Les commémorations sont une véritable épreuve pour les ex-otages, mais Noémie, jeune infirmière de 28 ans et Carole, 40 ans et mère de trois enfants, ont décidé d'y assister malgré tout. Un pas en avant pour surmonter les angoisses, remontées en meute après les attentats du 13 novembre.
Actualité Juive : Douze mois se sont écoulés depuis les attentats, comment les avez-vous traversés ?
Noémie : Avant le 13 novembre, j'ai connu beaucoup de progrès et d'améliorations : je reprenais les transports en commun toute seule, j'arrivais à aller faire les magasins dans Paris, j'ai même réussi à partir en vacances. Beaucoup de choses positives avaient pu être accomplies. D'ailleurs je me suis fiancée, il y a quelques mois, et je me marie au mois de juin. Mais depuis les attentats de Paris le 13 novembre, c'est comme s'il y avait eu un retour à cette journée terrible de janvier.
Carole : Comment vous dire ? C'est justifié, bien évidemment on s'attendait à cet « anniversaire », mais depuis un an on essaye un peu d'oublier, de prendre ses distances pour se reconstruire, et les commémorations font que l'on se replonge complètement dans cette journée qui s'est passée il y a un an.
A.J.: Êtes-vous restée en contact avec les autres otages cachés avec vous dans la chambre froide le 9 janvier dernier ?
N. : On s'appelle très régulièrement, on se voit de temps en temps. Nous sommes très contents de ne pas avoir perdu le contact. Nous étions six dans ce sous-sol plus un bébé. Avec eux je parle un peu de tout, mais le sujet principal reste les attentats. En ce moment c'est pour tout le monde difficile, d'autant plus avec les derniers attentats de Paris.
C. : Nous sommes restés très liés, nous nous soutenons les uns les autres. On traverse exactement les mêmes étapes, phases d'angoisses, peurs, les mêmes montées, les mêmes descentes, et au même moment ! C'est assez étrange.

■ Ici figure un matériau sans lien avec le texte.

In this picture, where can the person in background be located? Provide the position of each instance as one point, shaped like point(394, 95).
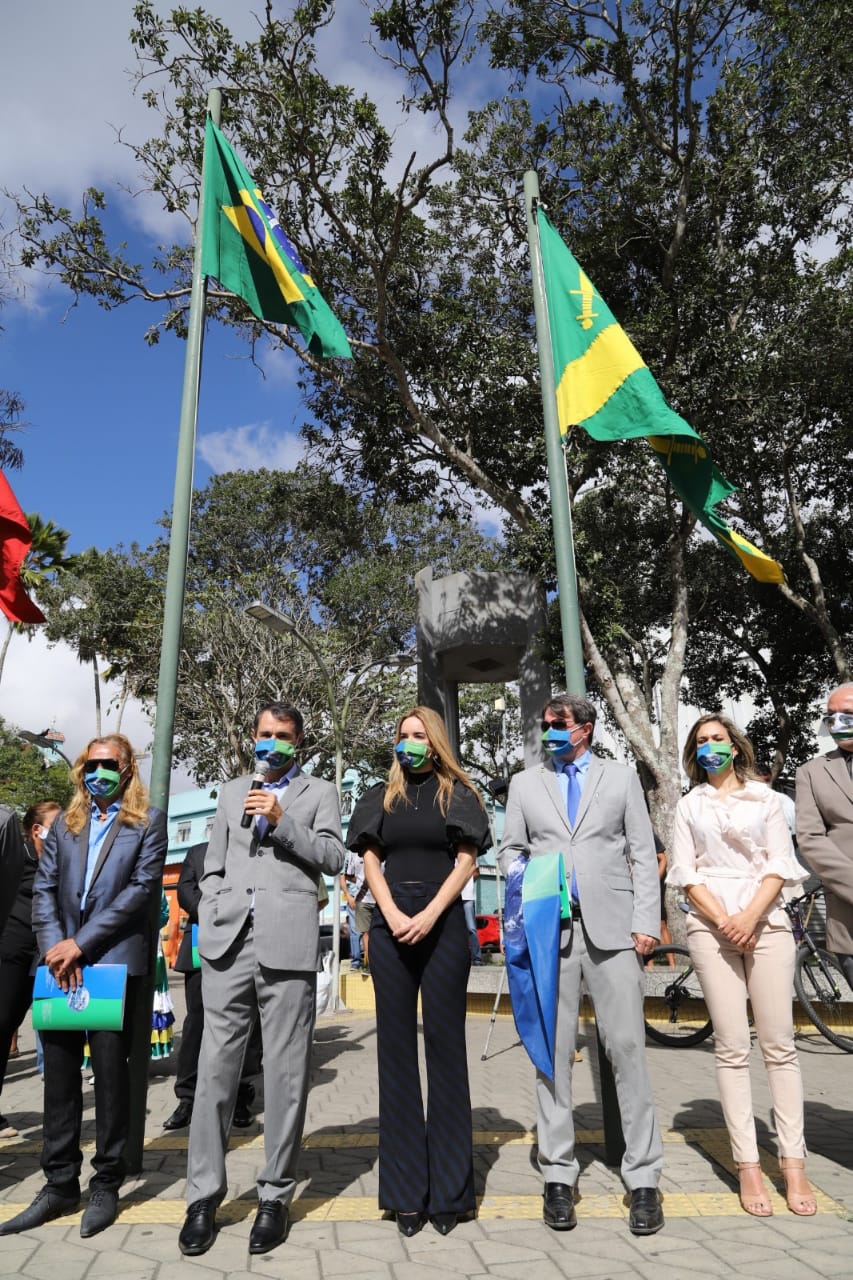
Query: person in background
point(92, 901)
point(427, 824)
point(825, 824)
point(468, 896)
point(731, 855)
point(18, 950)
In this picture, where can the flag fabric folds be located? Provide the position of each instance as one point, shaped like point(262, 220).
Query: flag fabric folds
point(243, 247)
point(16, 540)
point(536, 888)
point(605, 387)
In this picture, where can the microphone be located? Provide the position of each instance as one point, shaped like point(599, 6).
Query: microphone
point(259, 778)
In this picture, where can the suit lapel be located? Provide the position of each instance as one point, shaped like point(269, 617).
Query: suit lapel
point(836, 769)
point(591, 782)
point(105, 849)
point(555, 794)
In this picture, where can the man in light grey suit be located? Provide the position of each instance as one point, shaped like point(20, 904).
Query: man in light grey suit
point(593, 812)
point(260, 950)
point(825, 824)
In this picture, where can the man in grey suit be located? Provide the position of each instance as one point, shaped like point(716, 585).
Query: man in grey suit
point(260, 950)
point(593, 812)
point(825, 824)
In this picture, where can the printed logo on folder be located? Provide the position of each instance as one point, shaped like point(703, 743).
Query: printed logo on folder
point(97, 1005)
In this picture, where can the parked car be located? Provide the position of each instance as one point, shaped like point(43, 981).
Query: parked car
point(488, 931)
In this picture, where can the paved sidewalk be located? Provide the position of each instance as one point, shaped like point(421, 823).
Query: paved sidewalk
point(337, 1229)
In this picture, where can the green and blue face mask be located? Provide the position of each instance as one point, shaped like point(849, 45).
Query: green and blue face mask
point(715, 757)
point(277, 752)
point(103, 778)
point(411, 753)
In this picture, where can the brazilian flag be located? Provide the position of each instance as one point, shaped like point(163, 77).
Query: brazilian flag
point(243, 247)
point(605, 387)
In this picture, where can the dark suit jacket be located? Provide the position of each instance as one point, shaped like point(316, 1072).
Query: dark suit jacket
point(188, 899)
point(12, 859)
point(114, 927)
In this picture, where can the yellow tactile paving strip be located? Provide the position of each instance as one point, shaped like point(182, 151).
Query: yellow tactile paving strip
point(361, 1208)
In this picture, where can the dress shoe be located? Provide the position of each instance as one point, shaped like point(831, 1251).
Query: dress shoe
point(410, 1224)
point(48, 1205)
point(199, 1228)
point(559, 1207)
point(179, 1118)
point(100, 1212)
point(443, 1223)
point(647, 1214)
point(269, 1226)
point(242, 1119)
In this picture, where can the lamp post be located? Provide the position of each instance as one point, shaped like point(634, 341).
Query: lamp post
point(338, 714)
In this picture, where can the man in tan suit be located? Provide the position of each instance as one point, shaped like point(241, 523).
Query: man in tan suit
point(825, 824)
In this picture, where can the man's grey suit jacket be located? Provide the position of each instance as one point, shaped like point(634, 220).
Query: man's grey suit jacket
point(825, 839)
point(278, 874)
point(611, 846)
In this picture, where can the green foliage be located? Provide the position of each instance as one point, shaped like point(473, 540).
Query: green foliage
point(26, 777)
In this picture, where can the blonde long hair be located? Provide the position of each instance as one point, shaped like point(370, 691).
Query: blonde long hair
point(135, 796)
point(445, 766)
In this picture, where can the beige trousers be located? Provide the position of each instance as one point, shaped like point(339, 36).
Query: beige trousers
point(728, 977)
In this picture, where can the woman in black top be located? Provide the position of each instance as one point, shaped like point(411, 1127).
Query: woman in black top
point(18, 947)
point(419, 836)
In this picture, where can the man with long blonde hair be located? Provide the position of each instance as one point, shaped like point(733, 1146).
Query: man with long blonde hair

On s'appelle aussi pour annoncer de bonnes nouvelles, les belles choses, mais surtout quand on a besoin de parler.
A.J.: Quel est votre sentiment après ces attentats justement ?
N. : Je pense que c'était à prévoir, mais je suis très surprise par l'ampleur de ces nouveaux attentats. Je pense qu'au niveau sécuritaire, il y a beaucoup de choses à améliorer. Aujourd'hui, et c'est un peu une condition pour moi pour sortir, je vérifie que tout est bien sécurisé dans les lieux où je dois me rendre. Mais je me rends compte que les agents de sécurité qui sont postés devant les magasins ou d'autres endroits ne font que des vérifications superficielles. Je trouve qu'après les événements récents c'est assez léger.
A.J.: Plusieurs procédures sont en cours, pouvez-vous nous en dire plus ?
N. : En ce moment est toujours instruite la plainte civile contre les auteurs des attentats de l'Hyper Cacher. En ce qui me concerne, ainsi que les autres personnes qui étaient présentes avec moi dans la chambre froide, nous avons déposé une plainte contre BFM TV pour l'information qu'ils avaient diffusée en direct expliquant qu'il y avait encore des personnes cachées au sous-sol : c'était nous.
C. : L'affaire BFM a été terrible pour moi. Quand nous étions cachés dans la chambre froide, j'étais en contact avec mon mari qui m'a expliqué que BFM venait de dévoiler que nous étions cachés en bas. Et là il y a plein de choses terribles qui me sont passées par la tête. Cela m'a réellement traumatisée. Il n'y a pas un jour où je me lève le matin sans dire merci à D.ieu, il n'y a pas un jour où je ne pense pas aux quatre qui sont partis. Tous les matins, je remercie le bon D.ieu d'être là vivante auprès des miens.